The illustrations in Nicky NoFace and the Face Critters: The boy who lost his senses, are the first things that make this book a standout. They are of the caliber of Maurice Sendak’s “Where the Wild Things Are” and Margaret Wise Brown’s “Goodnight Moon.” They’re quirky, colorful and funny and both children and adults will find them enchanting. The story is charming, fantastic and filled with a band of kooky characters, including the hero, Nicky, a twelve-year-old boy with 2 different colored eyes and a slightly wonky ear. Nicky finds that his eyes, ears, nose…all of his senses…have been kidnapped by a band of malevolent circus performers bent on getting revenge against his sick father, who put them out of work. He can no longer control his ability to see, taste, or hear and if he doesn’t get his senses back by midnight, they will all shrivel up and die. In order to save his sick father, Nicky must find a way to gather the “face critters” back up and get them back where they belong: on his face.
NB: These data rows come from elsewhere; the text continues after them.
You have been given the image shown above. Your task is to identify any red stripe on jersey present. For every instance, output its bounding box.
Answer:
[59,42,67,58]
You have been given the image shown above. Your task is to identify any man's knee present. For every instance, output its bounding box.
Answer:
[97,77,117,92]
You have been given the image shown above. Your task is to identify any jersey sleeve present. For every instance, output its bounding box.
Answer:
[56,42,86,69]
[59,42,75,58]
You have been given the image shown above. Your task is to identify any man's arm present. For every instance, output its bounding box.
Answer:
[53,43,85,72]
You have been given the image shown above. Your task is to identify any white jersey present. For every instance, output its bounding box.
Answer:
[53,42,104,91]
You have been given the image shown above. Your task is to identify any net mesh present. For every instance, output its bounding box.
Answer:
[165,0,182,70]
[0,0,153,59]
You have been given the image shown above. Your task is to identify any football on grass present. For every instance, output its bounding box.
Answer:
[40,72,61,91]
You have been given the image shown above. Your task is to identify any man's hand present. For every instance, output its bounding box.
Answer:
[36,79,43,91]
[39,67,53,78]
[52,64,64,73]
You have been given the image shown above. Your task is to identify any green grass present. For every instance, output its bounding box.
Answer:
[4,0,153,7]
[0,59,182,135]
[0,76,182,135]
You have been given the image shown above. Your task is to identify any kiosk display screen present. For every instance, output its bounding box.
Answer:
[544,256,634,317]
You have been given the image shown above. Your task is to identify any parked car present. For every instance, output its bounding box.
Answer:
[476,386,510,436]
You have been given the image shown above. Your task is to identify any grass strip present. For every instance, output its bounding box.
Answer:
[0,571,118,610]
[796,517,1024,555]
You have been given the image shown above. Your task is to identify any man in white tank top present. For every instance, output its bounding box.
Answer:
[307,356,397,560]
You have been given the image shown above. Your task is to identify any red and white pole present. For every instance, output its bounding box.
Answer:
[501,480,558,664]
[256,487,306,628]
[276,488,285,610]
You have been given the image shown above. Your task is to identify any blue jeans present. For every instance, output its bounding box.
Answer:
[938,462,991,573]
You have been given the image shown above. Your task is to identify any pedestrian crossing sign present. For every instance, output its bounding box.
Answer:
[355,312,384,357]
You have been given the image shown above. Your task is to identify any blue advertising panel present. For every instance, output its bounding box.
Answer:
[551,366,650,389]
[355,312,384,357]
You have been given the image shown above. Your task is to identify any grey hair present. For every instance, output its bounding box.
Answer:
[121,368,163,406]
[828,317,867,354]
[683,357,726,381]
In the end, this is a story of the love of a child for his father and the lengths that we will go to in order to aid the ones we love. It is hard to imagine a child (or parent reading to one) who wouldn’t love this book. This book is suitable for young children or slightly older children who are at the intermediate stage of learning to read on their own.
Vimal Vaz is an author of both children’s books and psychological thrillers for adults. Born in Kenya and raised in London, he now lives in Hong Kong. Vaz says, about his creative process, “I write stories from my heart. What that means is my creative processes do not work in terms of selecting a genre to write in. Stories get formed in my head from all kinds of sources and if they gather enough momentum then I’ll start to write.”